Selain kebutuhan untuk kegiatan survei, tambahan anggaran yang diajukan BPS juga akan dialokasikan untuk memperbaiki sejumlah kantor BPS di daerah yang mengalami kerusakan akibat bencana.
Amalia mengungkapkan, terdapat sejumlah kantor BPS yang kondisinya sudah mengalami kerusakan parah. Kondisi tersebut membuat fasilitas kantor tidak lagi layak digunakan sebagai tempat bekerja para pegawai BPS di daerah.
“Saat ini banyak kantor-kantor BPS yang sudah rusak parah dan harus kami lakukan perbaikan karena bencana,” ujar Amalia.
Menurut dia, kondisi tersebut perlu mendapatkan perhatian khusus karena kantor BPS di daerah memiliki peran penting dalam mendukung pelaksanaan kegiatan statistik nasional.
Infrastruktur yang memadai diperlukan untuk menunjang aktivitas pegawai maupun proses penyelenggaraan kegiatan statistik, mulai dari pengumpulan hingga pengolahan dan penyajian data.
BPS menilai pagu anggaran sebesar Rp6,48 triliun yang tercantum dalam Nota Keuangan belum dapat memenuhi seluruh kebutuhan kegiatan pada 2027.
“Alokasi pagu anggaran 2027 dalam Nota Keuangan belum bisa memenuhi seluruh kebutuhan anggaran yang harus kami peroleh supaya kami bisa berjalan secara optimal,” terang Amalia.
Karena itu, pengajuan tambahan Rp1,473 triliun menjadi bagian dari upaya BPS memastikan agenda statistik pada 2027 dapat terlaksana sesuai target.

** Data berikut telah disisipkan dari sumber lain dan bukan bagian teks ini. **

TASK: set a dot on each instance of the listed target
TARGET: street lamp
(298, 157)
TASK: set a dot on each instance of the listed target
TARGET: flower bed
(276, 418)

Jika usulan tersebut mendapat persetujuan, total pagu BPS akan meningkat dari Rp6,48 triliun menjadi sekitar Rp7,9 triliun. Anggaran tambahan itu tidak hanya diarahkan untuk memperkuat pelaksanaan survei, tetapi juga mendukung kesiapan infrastruktur BPS di berbagai daerah.
Bagi BPS, pemutakhiran data dan dukungan sarana prasarana merupakan dua aspek yang saling berkaitan. Data statistik yang berkualitas membutuhkan proses pengumpulan dan pengolahan yang baik, sementara pelaksanaan kegiatan tersebut juga ditopang oleh kesiapan sumber daya dan fasilitas di lapangan.
Usulan anggaran tersebut kini menjadi bagian dari pembahasan antara BPS dan Komisi X DPR RI. BPS berharap kebutuhan tambahan anggaran dapat dipertimbangkan sehingga berbagai agenda statistik nasional pada 2027 dapat berjalan secara optimal.